A number of reasons could be offered to explain why investment arbitration seems to have departed from the general international law understanding of the principle of contemporaneity and come to see it as endorsing a subjective interpretative approach.
One might, for example, contend that the MFN-DRP context, being focused on ratione voluntatis and consent, is more inherently subjective than the contexts in which the principle has been applied in other international courts and tribunals. Yet ICJ practice (including in the Rights of US Nationals in Morocco judgment and controversial opinions of the 1966 South West Africa majority) invokes the principle precisely in the context of consent to jurisdiction without understanding it in such a subjective manner and marginalises any attempts, such as Judge de Castro’s Aegean Sea dissenting opinion, to use the principle more subjectively in this context.
One might also follow the key paragraphs of the ICS and Daimler awards on the principle of contemporaneity and argue that bilateral treaties specifically require a more subjective approach to treaty interpretation. After all, it is clear that the policy basis for the VCLT’s selection of the objective approach for the interpretation of treaties at least partially resides in the fact that many parties to large multilateral treaties will not have access to the records of those who drafted them, meaning that a subjective approach would create an asymmetry predominantly in favour of older, developed States. However, just like newly established States who “inherit” treaties from colonial powers, investors who bring claims under BITs are unlikely to have access to the material venerated by subjective interpretation. The non-State-vs-State nature of investment arbitration means that a subjective approach to treaty interpretation only enhances the asymmetry between the parties, cautioning against the use of anything other than an inherently more even-handed objective approach. There may be policy reasons for interpreting bilateral investment treaties more statically, but not for interpreting them more subjectively.

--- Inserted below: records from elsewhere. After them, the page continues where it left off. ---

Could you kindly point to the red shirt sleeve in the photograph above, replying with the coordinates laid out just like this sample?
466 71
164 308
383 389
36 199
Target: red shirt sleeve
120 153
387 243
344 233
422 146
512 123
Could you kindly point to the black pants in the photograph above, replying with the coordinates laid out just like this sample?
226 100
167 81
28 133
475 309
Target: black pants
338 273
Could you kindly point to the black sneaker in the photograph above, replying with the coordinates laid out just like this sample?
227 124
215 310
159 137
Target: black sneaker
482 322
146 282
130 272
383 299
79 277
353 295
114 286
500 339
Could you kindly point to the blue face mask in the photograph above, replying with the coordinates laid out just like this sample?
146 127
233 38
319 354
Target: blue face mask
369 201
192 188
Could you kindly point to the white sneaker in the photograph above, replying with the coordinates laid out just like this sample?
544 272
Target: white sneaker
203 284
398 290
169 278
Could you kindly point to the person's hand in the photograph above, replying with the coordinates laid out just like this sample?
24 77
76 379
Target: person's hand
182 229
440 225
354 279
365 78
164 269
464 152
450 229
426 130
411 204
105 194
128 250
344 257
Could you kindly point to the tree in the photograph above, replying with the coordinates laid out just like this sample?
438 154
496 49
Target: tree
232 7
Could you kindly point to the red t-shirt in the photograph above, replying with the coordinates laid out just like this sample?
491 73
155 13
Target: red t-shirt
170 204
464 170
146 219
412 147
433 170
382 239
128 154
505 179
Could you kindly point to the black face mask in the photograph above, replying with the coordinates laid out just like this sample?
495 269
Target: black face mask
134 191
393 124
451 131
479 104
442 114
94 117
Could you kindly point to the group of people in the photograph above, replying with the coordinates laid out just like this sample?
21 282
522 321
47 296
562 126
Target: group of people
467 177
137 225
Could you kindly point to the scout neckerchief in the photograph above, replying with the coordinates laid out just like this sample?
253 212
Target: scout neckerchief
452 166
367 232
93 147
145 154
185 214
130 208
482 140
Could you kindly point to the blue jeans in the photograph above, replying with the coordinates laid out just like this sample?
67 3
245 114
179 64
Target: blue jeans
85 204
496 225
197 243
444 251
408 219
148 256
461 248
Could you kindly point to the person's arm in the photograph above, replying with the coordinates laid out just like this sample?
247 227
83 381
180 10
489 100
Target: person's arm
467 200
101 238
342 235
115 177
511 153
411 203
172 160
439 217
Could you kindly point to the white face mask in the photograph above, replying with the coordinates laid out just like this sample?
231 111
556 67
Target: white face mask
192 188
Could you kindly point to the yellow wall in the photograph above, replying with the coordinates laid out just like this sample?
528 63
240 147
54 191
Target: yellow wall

If we really must speculate as to the source of this divergence, it seems safer to suggest that investment arbitration’s understanding of the principle of contemporaneity as authorising a subjective approach to treaty interpretation is in fact a consequence of another of its special features: the involvement of international commercial arbitration practitioners. While all forms of the game of public international law dispute resolution are now played by lawyers, it is only investment disputes that are predominantly argued by practitioners equally or more accustomed to applying domestic laws to the interpretation of contracts, many of which favour a subjective approach. In this light, it is perhaps unsurprising that, in investment arbitration, subjective interpretation has, in the shape of a refashioned principle of contemporaneity, found itself back within the VCLT’s quite porous walls around treaty interpretation.